The Appellate Court, Fourth District, recently followed Zimmer
in holding that section 13--211 of the Code, providing that actions
by minors may be brought within two years of the minors' attaining
majority (735 ILCS 5/13--211 (West 1994)), was a more specific
statute than section 8--101 and thus governed the action of plain-
tiffs, who were minors at the time they were injured. Bertolis,
283 Ill. App. 3d at 880-81. We thus reject defendant's argument
that section 8--101 must be applied because it is more "specific."
Defendant also argues that prior appellate decisions support
the application of section 8--101 to plaintiff's action. Defendant
relies primarily on Webb v. County of Cook, 275 Ill. App. 3d 674,
676 (1995), where the court held that section 8--101 barred
plaintiff's action for retaliatory discharge.
Plaintiff apparently acknowledges that his retaliatory
discharge action is barred; he makes no argument on appeal relative
to that count. However, Webb does not establish that plaintiff's
breach of contract counts are barred.
The facts giving rise to a cause of action for negligence may
also give rise to a cause of action for breach of contract. Where
this occurs, governmental immunity may bar the negligence claim but
does not prevent a party from pursuing the contract claim.
Lawrence v. Ingham County Health Department, 408 N.W.2d 461, 463
(Mich. App. 1987); 18 McQuillin on Municipal Corporations 53.01.10
(3d rev. ed. 1990); cf. Kepper, 7 Ill. App. 3d at 140.
This is perhaps especially true in the context of employment
law. As noted previously, the property right in the expectation of
continued employment may be interfered with in a manner giving rise
to tort-based liability. Retaliatory discharge actions have been
thought to be of this type. See Webb, 275 Ill. App. 3d at 679
(refusal to rehire constitutes ongoing tort). Where, as here,
plaintiff alleges the existence of a valid employment contract, the
application of contract law principles is appropriate. We have
already determined that section 8--101 does not apply to a cause of
action based on contract. Therefore, Webb does not support
defendant's contention that plaintiff's action is untimely. The
other cases defendant cites are likewise distinguishable in that
they did not involve actions for breach of contract.
Defendant's final contention is that we should affirm the
dismissal of the complaint on the ground that it fails to state a
cause of action.

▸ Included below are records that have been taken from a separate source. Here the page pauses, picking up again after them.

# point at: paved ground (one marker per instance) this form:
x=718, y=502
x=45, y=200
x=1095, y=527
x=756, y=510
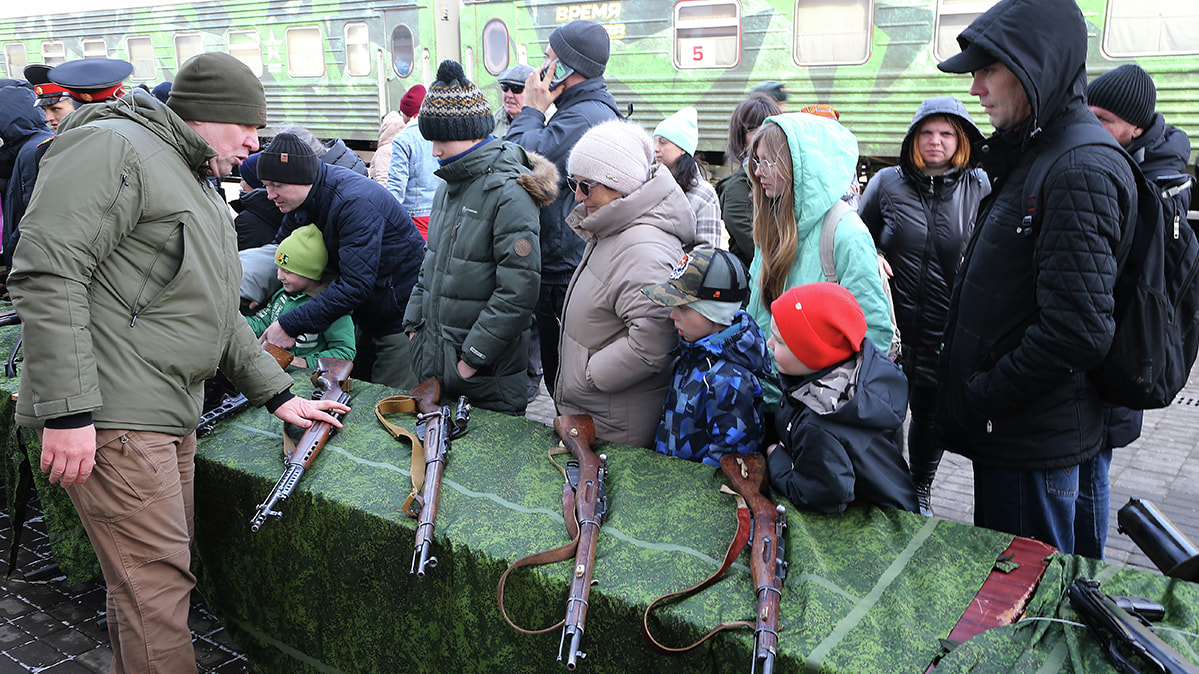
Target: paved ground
x=48, y=626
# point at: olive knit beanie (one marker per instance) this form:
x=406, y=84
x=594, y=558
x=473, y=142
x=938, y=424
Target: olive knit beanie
x=288, y=160
x=217, y=88
x=303, y=252
x=1127, y=92
x=453, y=108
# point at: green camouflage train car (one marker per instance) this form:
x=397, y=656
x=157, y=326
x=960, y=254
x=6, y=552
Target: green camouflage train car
x=337, y=65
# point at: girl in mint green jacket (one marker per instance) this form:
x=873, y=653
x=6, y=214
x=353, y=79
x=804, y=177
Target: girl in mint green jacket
x=800, y=167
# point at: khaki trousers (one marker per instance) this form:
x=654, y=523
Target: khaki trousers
x=137, y=507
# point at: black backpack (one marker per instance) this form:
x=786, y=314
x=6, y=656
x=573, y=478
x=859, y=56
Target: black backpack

Defendant correctly points out that we may affirm
the trial court's judgment on any basis appearing in the record.
However, we decline to affirm the judgment on this basis.
It appears from the record that, although the trial court
found the complaint factually insufficient, it was prepared to
allow plaintiff an opportunity to amend the complaint. Only after
the trial court decided the limitations issue did plaintiff elect
to stand on his complaint, asserting that he could not allege any
additional facts relevant to the limitations question. The supreme
court has cautioned against affirming the dismissal of a complaint
on the basis of a correctable pleading defect where it is likely
that plaintiffs would have been given a chance to amend the
complaint if the defect had been addressed below. Geaslen v.
Berkson, Gorov & Levin, Ltd., 155 Ill. 2d 223, 230 (1993). We
believe Geaslen applies here where the trial court expressed its
willingness to allow plaintiff to amend the complaint.
The judgment of the circuit court of McHenry County is
reversed, and the cause is remanded for further proceedings.
Reversed and remanded.
GEIGER, P.J., and INGLIS, J., concur.